At the height of his criminal career, Petrizzo was a capo in the family. He was involved with plotting murders and rigging multimillion-dollar construction deals for New York's Mafia bosses. He was also the Colombo representative on a Mafia council that controlled labor unions and divided the spoils from the construction industry.
It was believed that he was promoted to the rank of capo because he was the liaison for the Colombo family on the organized-crime construction panel that has a stranglehold on the New York City-area construction industry.
During the third Colombo war, Petrizzo sided with the Vittorio Orena faction. Federal prosecutors claimed that Petrizzo rode in convoys of Colombo gangsters in 1991 and 1992 hunting for rivals during the family war.

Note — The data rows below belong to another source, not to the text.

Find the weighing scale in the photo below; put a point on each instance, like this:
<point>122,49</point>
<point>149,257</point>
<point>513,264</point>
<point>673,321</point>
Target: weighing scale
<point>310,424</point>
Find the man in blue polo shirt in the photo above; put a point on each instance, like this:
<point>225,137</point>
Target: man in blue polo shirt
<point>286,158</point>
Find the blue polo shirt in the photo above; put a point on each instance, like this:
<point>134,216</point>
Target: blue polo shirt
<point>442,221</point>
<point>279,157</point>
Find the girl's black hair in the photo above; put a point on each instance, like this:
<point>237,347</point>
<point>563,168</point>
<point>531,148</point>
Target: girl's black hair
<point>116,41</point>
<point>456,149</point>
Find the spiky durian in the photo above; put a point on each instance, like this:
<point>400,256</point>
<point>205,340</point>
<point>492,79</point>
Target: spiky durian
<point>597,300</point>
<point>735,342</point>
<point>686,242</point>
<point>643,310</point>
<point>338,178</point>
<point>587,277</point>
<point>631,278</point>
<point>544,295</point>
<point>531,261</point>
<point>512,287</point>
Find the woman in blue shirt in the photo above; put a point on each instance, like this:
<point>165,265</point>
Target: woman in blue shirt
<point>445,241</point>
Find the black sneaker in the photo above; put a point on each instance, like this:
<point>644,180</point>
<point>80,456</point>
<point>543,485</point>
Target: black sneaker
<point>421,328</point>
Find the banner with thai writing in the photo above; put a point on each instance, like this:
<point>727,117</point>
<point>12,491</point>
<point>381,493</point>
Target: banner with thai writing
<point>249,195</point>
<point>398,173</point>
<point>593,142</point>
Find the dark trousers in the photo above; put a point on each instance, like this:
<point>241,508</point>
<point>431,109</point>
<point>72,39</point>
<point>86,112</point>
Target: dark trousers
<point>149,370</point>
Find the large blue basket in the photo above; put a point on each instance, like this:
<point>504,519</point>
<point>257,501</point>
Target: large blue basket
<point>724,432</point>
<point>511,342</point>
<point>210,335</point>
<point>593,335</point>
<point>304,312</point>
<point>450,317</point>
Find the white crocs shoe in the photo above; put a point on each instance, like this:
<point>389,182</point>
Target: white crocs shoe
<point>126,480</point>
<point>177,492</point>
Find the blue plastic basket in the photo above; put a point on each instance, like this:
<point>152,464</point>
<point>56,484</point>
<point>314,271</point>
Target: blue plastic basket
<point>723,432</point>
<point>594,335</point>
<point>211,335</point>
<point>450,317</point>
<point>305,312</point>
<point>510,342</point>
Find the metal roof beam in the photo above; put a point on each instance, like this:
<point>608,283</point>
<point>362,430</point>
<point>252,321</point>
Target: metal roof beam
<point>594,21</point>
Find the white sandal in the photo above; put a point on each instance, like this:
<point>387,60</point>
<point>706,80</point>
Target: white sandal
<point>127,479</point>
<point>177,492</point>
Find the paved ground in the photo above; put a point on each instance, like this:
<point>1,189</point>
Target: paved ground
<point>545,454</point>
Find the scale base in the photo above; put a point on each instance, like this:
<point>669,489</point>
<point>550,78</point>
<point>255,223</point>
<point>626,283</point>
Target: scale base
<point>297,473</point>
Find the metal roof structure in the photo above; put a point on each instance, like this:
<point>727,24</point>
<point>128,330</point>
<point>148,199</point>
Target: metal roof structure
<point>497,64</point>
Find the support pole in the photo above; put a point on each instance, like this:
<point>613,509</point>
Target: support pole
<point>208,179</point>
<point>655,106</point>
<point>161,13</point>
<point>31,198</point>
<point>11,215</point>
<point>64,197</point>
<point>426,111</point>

In December 1993, Petrizzo and five other suspected Colombo family members were arrested and accused of participating in a mob war for control of the Colombo family. They are charged with conspiracy to murder and firearms possession. At the time of his arrest, he became the target of other mob-related investigations. The FBI claimed that he was suspected of extorting $1.3 million from a Swiss engineering company and camouflaging the payoffs as consulting fees. Search warrants also indicated that the F.B.I. had evidence that Petrizzo's companies were used to launder illegal payoffs. Petrizzo would be acquitted in June of conspiring to murder members of the Persico faction, despite evidence of fingerprints on confidential telephone records the feds claimed were used to track down opponents and kill them.
On September 8, 1995 Petrizzo and four other people, including reputed Colombo soldier John Orena, were indicted for allegedly swindling a Long Island Teamsters local out of more than $1. Orena and Petrizzo faced up to 20 years in prison and $250,000 in fines on the most serious charge, racketeering conspiracy, if convicted.
In May 2010, Petrizzo and several other associates, including his former son-in-law/ Colombo associate Michael Persico, were arrested in a vending machine scam. Vending machines were allegedly part of a secret business deal that they had involving mob-run car dealerships. He was also charged with shaking down debris haulers at Ground Zero after the 9/11 terrorists attack. He faced a maximum of 8 months in prison.
Petrizzo would eventually be demoted from capo to soldier due to his increasing age and loss of influence in the labor unions.